Robotic Surgery: Who To Blame When Things Go Wrong

Robotic surgeries are becoming more common, and it is important to seek legal counsel if a surgery results in an injury. Technology continues to improve the field of robot-assisted surgery. Patients may suffer an injury as a result of the robotic system, raising questions about who or what is to blame. Is the doctor or the robot at fault? An experienced personal injury attorney Reno NV can help navigate this situation.

Technology Fueling the Drive for Robotic Surgeries

Technology continues to increase at a rapid pace, greatly benefiting modern medicine. Problems can be treated sooner, which can increase the likelihood of a patient recovering.

The National Institute of Health (NIH) is now partnering with the National Robotics Initiative to develop robots to improve the lives of humans. $2.2 million has been set aside to fund this project over the next five years.

Robots can be useful tools during intricate surgeries.
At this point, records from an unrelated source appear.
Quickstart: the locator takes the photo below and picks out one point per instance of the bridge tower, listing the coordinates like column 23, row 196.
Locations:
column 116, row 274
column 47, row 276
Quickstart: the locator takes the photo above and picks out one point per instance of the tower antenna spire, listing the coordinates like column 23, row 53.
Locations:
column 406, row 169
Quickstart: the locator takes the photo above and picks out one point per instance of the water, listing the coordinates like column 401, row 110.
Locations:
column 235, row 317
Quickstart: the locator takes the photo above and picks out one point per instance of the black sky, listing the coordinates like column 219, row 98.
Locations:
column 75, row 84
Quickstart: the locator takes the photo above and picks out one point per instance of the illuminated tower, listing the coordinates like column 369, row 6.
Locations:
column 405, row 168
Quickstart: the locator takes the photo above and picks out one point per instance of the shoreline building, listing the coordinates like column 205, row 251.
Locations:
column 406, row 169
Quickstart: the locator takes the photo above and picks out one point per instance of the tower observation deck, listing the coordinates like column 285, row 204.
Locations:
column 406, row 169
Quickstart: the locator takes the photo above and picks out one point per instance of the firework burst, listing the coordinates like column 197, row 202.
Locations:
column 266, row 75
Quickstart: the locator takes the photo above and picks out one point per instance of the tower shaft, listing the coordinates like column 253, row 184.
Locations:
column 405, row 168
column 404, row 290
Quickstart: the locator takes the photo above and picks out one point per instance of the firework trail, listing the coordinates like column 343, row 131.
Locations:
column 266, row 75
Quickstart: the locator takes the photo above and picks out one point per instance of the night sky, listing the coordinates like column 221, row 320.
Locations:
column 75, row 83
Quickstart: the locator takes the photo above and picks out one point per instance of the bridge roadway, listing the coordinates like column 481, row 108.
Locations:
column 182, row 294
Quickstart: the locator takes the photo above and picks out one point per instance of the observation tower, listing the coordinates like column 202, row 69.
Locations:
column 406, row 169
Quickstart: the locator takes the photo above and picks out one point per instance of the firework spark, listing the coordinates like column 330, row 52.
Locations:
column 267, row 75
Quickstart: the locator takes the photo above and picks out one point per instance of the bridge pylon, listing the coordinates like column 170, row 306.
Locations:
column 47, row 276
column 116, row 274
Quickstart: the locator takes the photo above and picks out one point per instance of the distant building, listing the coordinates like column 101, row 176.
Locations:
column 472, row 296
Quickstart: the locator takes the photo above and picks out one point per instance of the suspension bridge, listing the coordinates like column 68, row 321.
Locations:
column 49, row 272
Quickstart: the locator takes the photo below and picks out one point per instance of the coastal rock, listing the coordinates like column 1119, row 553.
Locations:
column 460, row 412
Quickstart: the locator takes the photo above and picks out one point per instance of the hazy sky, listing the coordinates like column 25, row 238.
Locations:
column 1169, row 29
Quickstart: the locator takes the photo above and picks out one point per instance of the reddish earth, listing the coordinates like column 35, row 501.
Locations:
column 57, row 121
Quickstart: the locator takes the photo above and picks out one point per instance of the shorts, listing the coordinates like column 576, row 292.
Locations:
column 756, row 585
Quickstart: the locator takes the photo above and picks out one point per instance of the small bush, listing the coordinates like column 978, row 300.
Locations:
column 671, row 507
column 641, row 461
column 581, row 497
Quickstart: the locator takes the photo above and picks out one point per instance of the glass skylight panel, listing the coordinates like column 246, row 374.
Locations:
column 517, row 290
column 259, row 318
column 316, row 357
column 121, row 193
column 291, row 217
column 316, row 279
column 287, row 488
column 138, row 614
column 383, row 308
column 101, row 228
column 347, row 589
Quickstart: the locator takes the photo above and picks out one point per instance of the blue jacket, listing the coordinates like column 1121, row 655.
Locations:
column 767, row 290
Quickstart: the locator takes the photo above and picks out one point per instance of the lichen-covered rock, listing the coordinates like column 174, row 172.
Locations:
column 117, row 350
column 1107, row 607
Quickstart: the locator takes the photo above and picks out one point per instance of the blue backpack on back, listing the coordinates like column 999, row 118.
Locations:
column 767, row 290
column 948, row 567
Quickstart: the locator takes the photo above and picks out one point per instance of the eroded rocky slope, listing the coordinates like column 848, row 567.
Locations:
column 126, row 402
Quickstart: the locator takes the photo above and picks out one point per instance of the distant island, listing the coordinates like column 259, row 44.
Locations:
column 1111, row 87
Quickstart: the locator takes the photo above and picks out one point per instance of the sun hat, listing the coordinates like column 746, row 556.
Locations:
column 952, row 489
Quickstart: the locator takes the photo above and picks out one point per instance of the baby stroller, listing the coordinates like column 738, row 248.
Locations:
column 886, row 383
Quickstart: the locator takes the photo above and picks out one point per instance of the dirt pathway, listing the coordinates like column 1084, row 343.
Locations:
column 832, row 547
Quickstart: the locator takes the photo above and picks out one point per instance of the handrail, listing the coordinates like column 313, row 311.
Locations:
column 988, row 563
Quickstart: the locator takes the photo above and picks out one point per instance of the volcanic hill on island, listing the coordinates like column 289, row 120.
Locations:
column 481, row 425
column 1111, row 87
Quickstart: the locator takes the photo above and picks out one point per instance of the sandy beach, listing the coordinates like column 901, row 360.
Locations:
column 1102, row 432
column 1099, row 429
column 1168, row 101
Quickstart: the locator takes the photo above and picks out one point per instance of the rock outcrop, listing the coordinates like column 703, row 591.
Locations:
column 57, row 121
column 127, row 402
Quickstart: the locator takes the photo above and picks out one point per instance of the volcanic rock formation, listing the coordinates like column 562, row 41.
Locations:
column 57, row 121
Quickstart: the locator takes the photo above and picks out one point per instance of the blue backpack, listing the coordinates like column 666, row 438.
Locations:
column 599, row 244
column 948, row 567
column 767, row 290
Laparoscopic techniques are minimally invasive, but they can be technically very challenging for surgeons. Robots can assist with these procedures, shortening the healing time and potentially providing a better outcome.

Using robots to assist with surgery does come with certain risks. Risks include nerve damage, damage to internal organs, and electrocution. A personal injury attorney Reno NV can answer questions after an injury occurs when robotic equipment is used.

Robotic Surgeries Responsible For Injuries and Death

Researchers examined over 10,000 incidents reported to the Food and Drug Administration (FDA) and found that robots were involved in over a thousand cases that resulted in injury or death. 1,391 injuries were reported over the last fourteen years, along with 144 deaths. 8,061 device malfunctions were also reported.

Researchers found that very little information was given regarding why the patients died. This makes it difficult to place the blame on either the doctor or the robot used in the surgery. An attorney experienced with health care litigation can be key when a patient is injured by an error.

Some of the errors and the frequency with which they occurred included:

  • Broken pieces of tools falling into patients (14.7%)
  • Electrical sparking (10.5%)
  • Unintended movements by the robot (8.6%)

Robotic systems tended to perform well during urology and gynecology procedures. The robots did not perform as well for procedures involving the head, neck, and cardiothoracic region. Overall, there were 550 errors per 100,000 robotic procedures.